Sein Einsatz hat sich gelohnt: Gleich mehrere spektakuläre Fotos von galaktischen Nebeln sind ihm gelungen - ein beeindruckendes Zusammenspiel aus Licht, Dunkelheit und leuchtenden Farben. Dabei sind galaktische Nebel eigentlich erst einmal nichts anderes als Wolken aus Staub und Gas, die im All herumschwirren. Allerdings ist der Nebel unter anderem auch aus ionisiertem Wasserstoff und ionisiertem Sauerstoff zusammengesetzt - unter anderem diese Elemente geben einigen Fotos von Zimmermann die beeindruckende Farbe. „Die Aufnahmen habe ich in der sogenannten Hubble Palette verarbeitet“, erzählt Zimmermann. Durch diese Technik werden die einzelnen Elemente in verschiedenen Farben dargestellt, was gleich zwei Vorteile hat: Erstens kann man so besser Rückschlüsse auf die Zusammensetzung des Nebels ziehen, zweitens sehen die Bilder so noch beeindruckender aus.

Auch den Kalifornianebel bekamt Astrofotograf Wolfgang Zimmermann aus Bork vor die Linse.

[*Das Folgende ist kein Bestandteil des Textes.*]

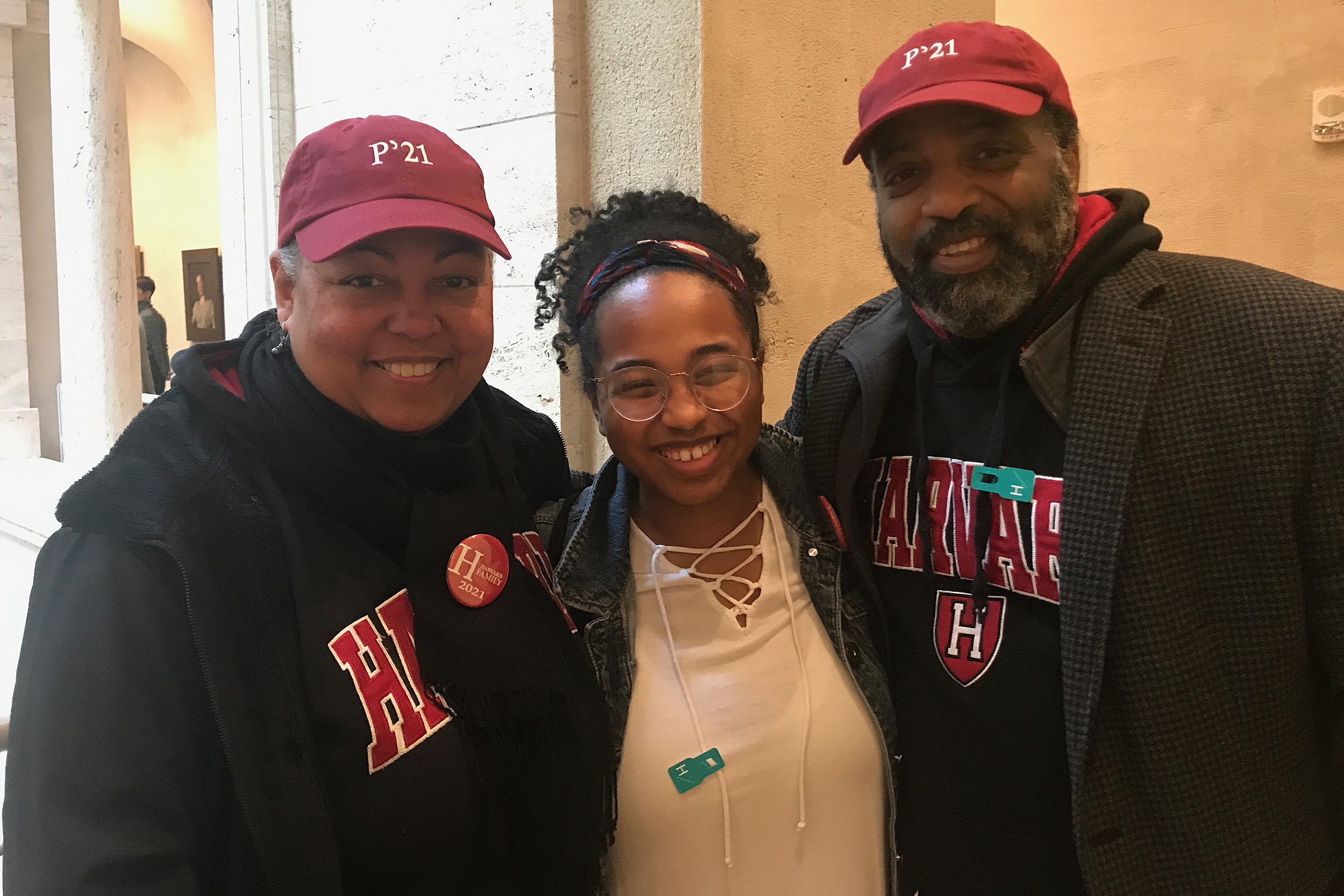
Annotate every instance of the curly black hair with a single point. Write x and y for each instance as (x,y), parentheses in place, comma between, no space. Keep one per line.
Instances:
(625,219)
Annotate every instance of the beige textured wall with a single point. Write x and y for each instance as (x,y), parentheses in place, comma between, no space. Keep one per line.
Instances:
(781,84)
(170,73)
(38,222)
(1205,105)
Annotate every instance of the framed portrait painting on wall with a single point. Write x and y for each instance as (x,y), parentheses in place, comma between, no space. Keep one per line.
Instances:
(202,277)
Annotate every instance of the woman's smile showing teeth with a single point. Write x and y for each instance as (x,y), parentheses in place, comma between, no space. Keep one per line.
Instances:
(692,453)
(409,370)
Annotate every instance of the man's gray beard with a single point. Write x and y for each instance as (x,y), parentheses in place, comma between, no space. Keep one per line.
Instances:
(982,303)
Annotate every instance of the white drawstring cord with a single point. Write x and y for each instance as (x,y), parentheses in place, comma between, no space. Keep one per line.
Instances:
(803,672)
(740,606)
(690,704)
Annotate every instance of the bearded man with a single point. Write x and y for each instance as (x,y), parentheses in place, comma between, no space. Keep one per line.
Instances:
(1093,492)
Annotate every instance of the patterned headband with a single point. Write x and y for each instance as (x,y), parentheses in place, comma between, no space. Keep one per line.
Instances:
(659,253)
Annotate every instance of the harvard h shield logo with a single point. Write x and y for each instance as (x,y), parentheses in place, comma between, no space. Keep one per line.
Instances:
(967,642)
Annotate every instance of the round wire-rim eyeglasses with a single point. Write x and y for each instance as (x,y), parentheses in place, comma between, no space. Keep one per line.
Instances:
(639,394)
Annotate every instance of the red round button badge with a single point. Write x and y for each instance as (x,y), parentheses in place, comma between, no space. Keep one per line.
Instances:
(477,570)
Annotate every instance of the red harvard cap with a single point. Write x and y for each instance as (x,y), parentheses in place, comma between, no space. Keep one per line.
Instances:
(363,176)
(976,62)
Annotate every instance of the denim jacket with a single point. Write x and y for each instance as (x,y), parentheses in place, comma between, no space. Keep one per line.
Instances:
(596,580)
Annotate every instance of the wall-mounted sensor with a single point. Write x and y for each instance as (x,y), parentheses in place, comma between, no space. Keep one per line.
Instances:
(1328,114)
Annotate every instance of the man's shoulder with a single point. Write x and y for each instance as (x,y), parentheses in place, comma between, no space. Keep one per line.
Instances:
(1234,283)
(834,335)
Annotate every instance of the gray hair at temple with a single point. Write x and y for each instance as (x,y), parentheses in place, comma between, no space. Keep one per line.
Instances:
(289,256)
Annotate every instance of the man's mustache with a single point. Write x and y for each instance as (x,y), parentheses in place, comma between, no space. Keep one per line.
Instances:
(955,230)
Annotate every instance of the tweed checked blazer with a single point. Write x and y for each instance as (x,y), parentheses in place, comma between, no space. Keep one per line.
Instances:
(1202,562)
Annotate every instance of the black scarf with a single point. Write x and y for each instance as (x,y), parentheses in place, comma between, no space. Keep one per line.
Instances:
(519,687)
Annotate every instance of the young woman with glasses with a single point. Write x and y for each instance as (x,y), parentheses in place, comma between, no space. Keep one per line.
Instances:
(749,709)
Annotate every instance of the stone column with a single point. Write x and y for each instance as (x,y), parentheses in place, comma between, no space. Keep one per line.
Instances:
(639,130)
(254,108)
(18,421)
(100,338)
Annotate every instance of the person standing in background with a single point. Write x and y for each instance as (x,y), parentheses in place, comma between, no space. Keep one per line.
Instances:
(155,336)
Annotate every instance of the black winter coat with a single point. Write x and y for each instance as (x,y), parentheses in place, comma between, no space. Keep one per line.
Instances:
(159,741)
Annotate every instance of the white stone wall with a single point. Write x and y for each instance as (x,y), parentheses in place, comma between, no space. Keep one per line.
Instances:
(484,73)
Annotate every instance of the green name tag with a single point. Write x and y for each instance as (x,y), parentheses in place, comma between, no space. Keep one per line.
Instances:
(1009,481)
(691,771)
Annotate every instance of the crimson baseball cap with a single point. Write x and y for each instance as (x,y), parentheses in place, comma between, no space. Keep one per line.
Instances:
(363,176)
(976,62)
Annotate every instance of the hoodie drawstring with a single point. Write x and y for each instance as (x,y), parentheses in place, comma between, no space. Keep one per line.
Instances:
(993,458)
(713,586)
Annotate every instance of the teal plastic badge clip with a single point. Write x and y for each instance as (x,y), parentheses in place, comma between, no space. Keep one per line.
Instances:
(1011,483)
(690,773)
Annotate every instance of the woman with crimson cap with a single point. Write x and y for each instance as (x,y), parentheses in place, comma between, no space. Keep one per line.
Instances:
(296,634)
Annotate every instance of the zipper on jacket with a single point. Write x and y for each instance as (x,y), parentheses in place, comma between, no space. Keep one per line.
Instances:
(249,822)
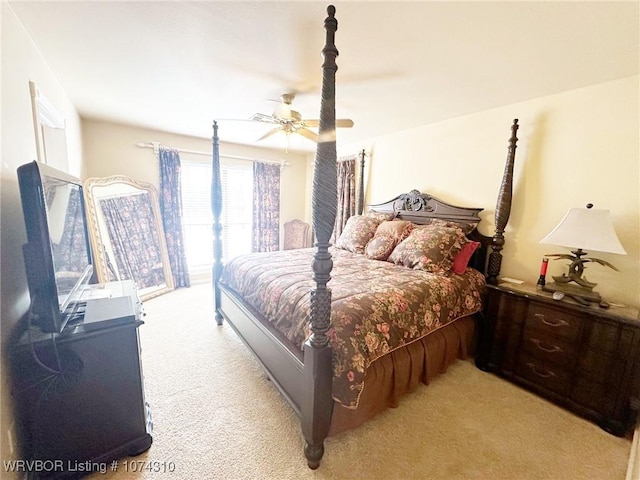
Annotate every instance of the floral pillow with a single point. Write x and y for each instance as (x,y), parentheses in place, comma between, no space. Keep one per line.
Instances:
(387,236)
(357,233)
(429,247)
(461,260)
(381,216)
(467,228)
(380,247)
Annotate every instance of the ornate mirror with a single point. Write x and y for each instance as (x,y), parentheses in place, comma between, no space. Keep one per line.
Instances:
(127,237)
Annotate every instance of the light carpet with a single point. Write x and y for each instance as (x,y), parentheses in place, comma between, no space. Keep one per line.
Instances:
(216,416)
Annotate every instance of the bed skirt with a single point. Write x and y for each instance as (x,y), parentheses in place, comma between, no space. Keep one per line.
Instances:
(401,371)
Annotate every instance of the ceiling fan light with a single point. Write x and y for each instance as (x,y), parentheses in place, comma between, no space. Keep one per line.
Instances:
(283,111)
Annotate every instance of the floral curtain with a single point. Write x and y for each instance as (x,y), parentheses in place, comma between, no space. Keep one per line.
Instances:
(266,207)
(346,193)
(171,210)
(70,250)
(131,223)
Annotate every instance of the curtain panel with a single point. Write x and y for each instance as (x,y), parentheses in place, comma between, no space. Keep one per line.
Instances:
(346,169)
(266,207)
(171,210)
(127,231)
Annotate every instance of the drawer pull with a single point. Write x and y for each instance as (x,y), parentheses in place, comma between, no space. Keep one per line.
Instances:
(551,323)
(553,349)
(544,374)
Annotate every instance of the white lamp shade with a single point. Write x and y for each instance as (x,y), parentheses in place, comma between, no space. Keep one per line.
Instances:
(586,228)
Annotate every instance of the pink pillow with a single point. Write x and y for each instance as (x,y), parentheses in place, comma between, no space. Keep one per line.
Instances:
(461,260)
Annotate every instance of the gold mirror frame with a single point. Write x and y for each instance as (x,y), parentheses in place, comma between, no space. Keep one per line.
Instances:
(96,189)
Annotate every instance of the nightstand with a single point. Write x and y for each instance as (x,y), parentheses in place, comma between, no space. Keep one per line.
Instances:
(583,358)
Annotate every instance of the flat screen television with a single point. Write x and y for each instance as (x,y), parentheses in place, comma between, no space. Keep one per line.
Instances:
(57,254)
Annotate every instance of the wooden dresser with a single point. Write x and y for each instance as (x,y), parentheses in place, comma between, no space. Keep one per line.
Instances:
(584,358)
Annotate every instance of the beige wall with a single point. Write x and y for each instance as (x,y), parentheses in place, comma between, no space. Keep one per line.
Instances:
(110,149)
(576,147)
(21,63)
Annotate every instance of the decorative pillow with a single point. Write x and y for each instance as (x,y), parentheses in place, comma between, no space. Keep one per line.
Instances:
(398,229)
(380,247)
(387,236)
(357,233)
(382,216)
(461,260)
(467,228)
(429,247)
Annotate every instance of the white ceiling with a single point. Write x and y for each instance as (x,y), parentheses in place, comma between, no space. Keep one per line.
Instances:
(176,66)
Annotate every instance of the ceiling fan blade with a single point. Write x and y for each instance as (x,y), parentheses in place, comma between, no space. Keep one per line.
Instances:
(269,133)
(340,123)
(307,134)
(261,117)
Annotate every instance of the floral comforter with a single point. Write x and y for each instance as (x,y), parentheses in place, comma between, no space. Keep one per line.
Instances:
(377,306)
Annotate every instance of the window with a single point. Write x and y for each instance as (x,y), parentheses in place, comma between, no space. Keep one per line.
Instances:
(236,218)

Auch den Kalifornianebel bekamt Astrofotograf Wolfgang Zimmermann aus Bork vor die Linse. © Wolfgang Zimmermann

„Das menschliche Auge sieht in der Dunkelheit fast nur schwarz-weiß - es sei denn, es gibt eine helle, farbliche Lichtquelle. Die Nebel sind aber eigentlich nicht hell genug“, erklärt Zimmermann. Nur sehr wenige Exemplare seien mit dem menschlichen Auge zu sehen. „Oder andersherum gesagt: Das menschliche Auge ist dafür nicht empfindlich genug.“

Löwen- und Elefantenrüsselnebel

Das gilt nicht für Wolfgang Zimmermanns Kamera - allerdings ist schon einiges an Erfahrung und Ausrüstung nötig, um diese Fotos zu machen. Bei einer Gesamtbelichtungszeit von mehreren Stunden war unter anderem eine Kamera-Nachführung wichtig, die geholfen hat, trotz Erdrotation die Kamera immer an demselben Fleck auszurichten. Zusätzlich hat auch eine verbundene Software geholfen. Und auch Erfahrung ist wichtig, wie Zimmermann sagt: „Man muss schon wissen, wo man hinsehen muss.“

In seinen Fokus gerieten dabei unter anderem der Löwennebel (SH2-132), der 10.000 bis 12.000 Lichtjahre entfernt ist und 1955 entdeckt wurde und der Elefantenrüsselnebel (IC 1396), der 2.400 bis 2.500 Lichtjahre entfernt ist und im Jahr 1893 entdeckt wurde. Was sich noch alles in diesen Höhen herumtreibt, dürfte dann auf den nächsten Fotos Zimmermanns zu sehen sein - er bleibt jedenfalls dran. Denn: „Jetzt werden die Nächte ja wieder länger“, freut er sich.